Decision makes it easier for former spouses to claim higher payments
The divorce court battles of the rich have recently been spreading alarm among family lawyers for the poor.
It began with the 2014 alimony case of Dan v. Dan, in which the state Supreme Court held that a sharp increase in an ex-husband’s income, by itself, was not grounds for increasing alimony, and that the ex-wife would have to show some special need.
The controversy increased in 2015 when the Connecticut Appellate Court applied the Dan alimony precedent to Hebron lawyer Maria McKeon’s bid for increased child support for her three children, implying that the children, too, would have to demonstrate some special need.

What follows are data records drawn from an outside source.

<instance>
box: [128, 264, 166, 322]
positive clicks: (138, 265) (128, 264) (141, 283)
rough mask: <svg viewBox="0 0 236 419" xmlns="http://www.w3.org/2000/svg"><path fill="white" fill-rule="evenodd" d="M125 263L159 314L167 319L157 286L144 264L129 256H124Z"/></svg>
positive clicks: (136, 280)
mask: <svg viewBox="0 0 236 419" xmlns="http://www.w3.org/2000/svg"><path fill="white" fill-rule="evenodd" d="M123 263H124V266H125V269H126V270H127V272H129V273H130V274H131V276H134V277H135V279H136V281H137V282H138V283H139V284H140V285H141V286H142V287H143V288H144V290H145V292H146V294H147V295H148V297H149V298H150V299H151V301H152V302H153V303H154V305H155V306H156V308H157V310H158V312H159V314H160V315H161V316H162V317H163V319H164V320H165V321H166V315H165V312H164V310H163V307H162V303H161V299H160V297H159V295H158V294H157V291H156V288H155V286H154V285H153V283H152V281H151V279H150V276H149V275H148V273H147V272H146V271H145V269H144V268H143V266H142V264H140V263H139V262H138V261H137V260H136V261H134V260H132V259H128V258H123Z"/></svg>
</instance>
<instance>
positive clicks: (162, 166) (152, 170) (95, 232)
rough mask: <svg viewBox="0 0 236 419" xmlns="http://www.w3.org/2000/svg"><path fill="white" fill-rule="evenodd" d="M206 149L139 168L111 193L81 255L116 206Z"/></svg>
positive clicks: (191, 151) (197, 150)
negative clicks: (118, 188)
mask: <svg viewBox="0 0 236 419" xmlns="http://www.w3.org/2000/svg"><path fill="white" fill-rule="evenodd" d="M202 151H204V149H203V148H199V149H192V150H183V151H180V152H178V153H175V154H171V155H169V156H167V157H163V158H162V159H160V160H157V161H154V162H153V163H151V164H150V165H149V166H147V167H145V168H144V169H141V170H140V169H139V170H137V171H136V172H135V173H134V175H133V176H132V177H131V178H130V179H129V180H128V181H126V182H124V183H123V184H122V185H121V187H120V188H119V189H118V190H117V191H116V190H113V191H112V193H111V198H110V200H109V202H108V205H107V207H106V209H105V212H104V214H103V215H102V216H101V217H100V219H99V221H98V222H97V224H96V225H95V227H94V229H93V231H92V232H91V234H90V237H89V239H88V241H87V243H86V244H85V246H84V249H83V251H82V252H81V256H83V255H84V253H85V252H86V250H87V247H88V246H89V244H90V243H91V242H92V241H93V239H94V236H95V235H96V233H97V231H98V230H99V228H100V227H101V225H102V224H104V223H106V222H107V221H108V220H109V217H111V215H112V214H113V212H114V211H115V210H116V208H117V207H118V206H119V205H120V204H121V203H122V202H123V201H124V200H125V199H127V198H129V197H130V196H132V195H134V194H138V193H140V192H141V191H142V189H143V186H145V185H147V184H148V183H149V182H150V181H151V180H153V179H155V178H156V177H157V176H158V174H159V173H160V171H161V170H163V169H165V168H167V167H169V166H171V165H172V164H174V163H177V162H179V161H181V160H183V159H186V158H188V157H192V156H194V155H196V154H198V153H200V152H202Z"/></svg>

McKeon’s former husband, William Lennon, is a vice president at General Dynamics’ electric boat division in Groton. McKeon, often representing herself, contended that Lennon’s income, based on salary, bonus and exercised stock options, had grown to $625,361 by 2011. But in 2015, the Appellate Court upheld a lower court ruling that McKeon had not proved a substantial change in circumstances warranting modification of child support payments.
Lawyers for poor children around the state were up in arms. They were afraid that child support-paying spouses – at all income levels—who had rising incomes could avoid sharing with their children by simply invoking Dan, thereby depriving children of millions of dollars in support that was their legal due.